Search code examples
pythondictionarynested

Nested dictionaries in python with error when accessing non-existent key


I'm using nested dictionaries as implemented using the AutoVivification class answer at What is the best way to implement nested dictionaries?; namely

class AutoVivification(dict):
    """Implementation of perl's autovivification feature."""
    def __getitem__(self, item):
        try:
            return dict.__getitem__(self, item)
        except KeyError:
            value = self[item] = type(self)()
            return value

a = AutoVivification()
a['foo']['bar'] = 'spam'

thus permitting arbitrary nesting in the dictionary. Is there a way to modify the class such that one could assign values to members using an arbitrary set of keys, but only previously defined sets of keys are allowed when trying to access / read from the member? For example,

print a['foo']['bar']
print a['foo']['eggs']

currently outputs

spam
{}

It would be great if the second one gave an error instead, as a['foo']['eggs'] hasn't been defined...


Solution

  • The problem you'll run into is that, in order to set an item on a nested dictionary, you must first be able to get all the parent items. For example:

    d[1][2][3] = 42
    

    requires getting d[1][2] in order to set d[1][2][3]. There's no way to know whether an assignment is in process when you are accessing the intermediate dictionaries, so the only way to get assignment to work is to always create the sub-dictionary on access. (You could return some kind of proxy object instead of creating the sub-dictionary, and defer creation of the intermediate dictionaries until assignment, but you're still not going to get an error when you access a path that doesn't exist.)

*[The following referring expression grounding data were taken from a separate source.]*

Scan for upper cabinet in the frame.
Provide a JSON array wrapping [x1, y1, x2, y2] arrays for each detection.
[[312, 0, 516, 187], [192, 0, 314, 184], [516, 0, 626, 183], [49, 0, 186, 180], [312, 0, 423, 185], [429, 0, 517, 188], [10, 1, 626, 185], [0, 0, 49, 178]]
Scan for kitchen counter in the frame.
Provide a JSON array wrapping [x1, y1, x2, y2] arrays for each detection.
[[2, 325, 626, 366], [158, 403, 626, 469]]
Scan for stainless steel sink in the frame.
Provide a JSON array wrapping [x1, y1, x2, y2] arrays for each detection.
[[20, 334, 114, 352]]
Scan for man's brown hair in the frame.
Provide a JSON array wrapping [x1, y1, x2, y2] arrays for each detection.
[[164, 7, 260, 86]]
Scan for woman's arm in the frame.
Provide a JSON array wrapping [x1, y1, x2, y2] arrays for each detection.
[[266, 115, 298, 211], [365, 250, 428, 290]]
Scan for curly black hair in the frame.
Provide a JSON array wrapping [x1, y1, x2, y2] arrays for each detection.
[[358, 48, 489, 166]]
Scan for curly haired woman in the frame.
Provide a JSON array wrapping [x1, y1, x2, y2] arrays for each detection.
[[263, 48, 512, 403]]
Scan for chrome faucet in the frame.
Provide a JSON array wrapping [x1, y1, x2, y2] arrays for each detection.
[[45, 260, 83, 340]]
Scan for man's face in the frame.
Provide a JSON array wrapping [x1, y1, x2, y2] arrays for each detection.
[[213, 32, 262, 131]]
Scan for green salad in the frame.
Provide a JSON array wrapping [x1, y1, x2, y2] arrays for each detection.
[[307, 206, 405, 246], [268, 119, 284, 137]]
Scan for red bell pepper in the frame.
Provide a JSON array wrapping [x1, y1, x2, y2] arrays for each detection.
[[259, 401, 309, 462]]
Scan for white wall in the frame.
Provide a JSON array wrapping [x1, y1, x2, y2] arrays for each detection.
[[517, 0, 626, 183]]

    The simplest way around this is to use a single tuple key rather than repeated subkeys. In other words, instead of setting d[1][2][3] you would set d[1, 2, 3]. Assignments then are self-contained operations: they do not require getting any intermediate nesting levels, so you can create the intermediate levels only on assignment.

    As a bonus, you may find working with a tuple much more straightforward when passing multiple keys around, since you can just stick 'em in the [] and get the item you want.

    You could do this with a single dictionary, using the tuples as keys. However, this loses the hierarchical structure of the data. The implementation below uses sub-dictionaries. A dictionary subclass called node is used so that we can assign an attribute on the dictionary to represent the value of the node at that location; this way, we can store values on the intermediate nodes as well as at the leaves. (It has a __repr__ method that shows both the node's value and its children, if it has any.) The __setitem__ method of the tupledict class handles creating intermediate nodes when assigning an element. __getitem__ traverses the nodes to find the value you want. (If you want to access the individual nodes as nodes, you can use get() to reach them one at a time.)

    class tupledict(dict):
    
        class node(dict):
            def __repr__(self):
                if self:
                    if hasattr(self, "value"):
                        return repr(self.value) + ", " + dict.__repr__(self)
                    return dict.__repr__(self)
                else:
                    return repr(self.value)
    
        def __init__(self):
            pass
    
        def __setitem__(self, key, value):
            if not isinstance(key, tuple):   # handle single value
                key = [key]
            d = self
            for k in key:
                if k not in d:
                    dict.__setitem__(d, k, self.node())
                d = dict.__getitem__(d, k)
            d.value = value
    
        def __getitem__(self, key):
            if not isinstance(key, tuple):
                key = [key]
            d = self
            for k in key:
                try:
                    d = dict.__getitem__(d, k)
                except KeyError:
                    raise KeyError(key[0] if len(key) == 1 else key)
            try:
                return d.value
            except AttributeError:
                raise KeyError(key[0] if len(key) == 1 else key)
    

    Usage:

    td = tupledict()
    td['foo', 'bar'] = 'spam'
    td['foo', 'eggs']   # KeyError
    
    key = 'foo', 'bar'
    td[key]    # 'spam'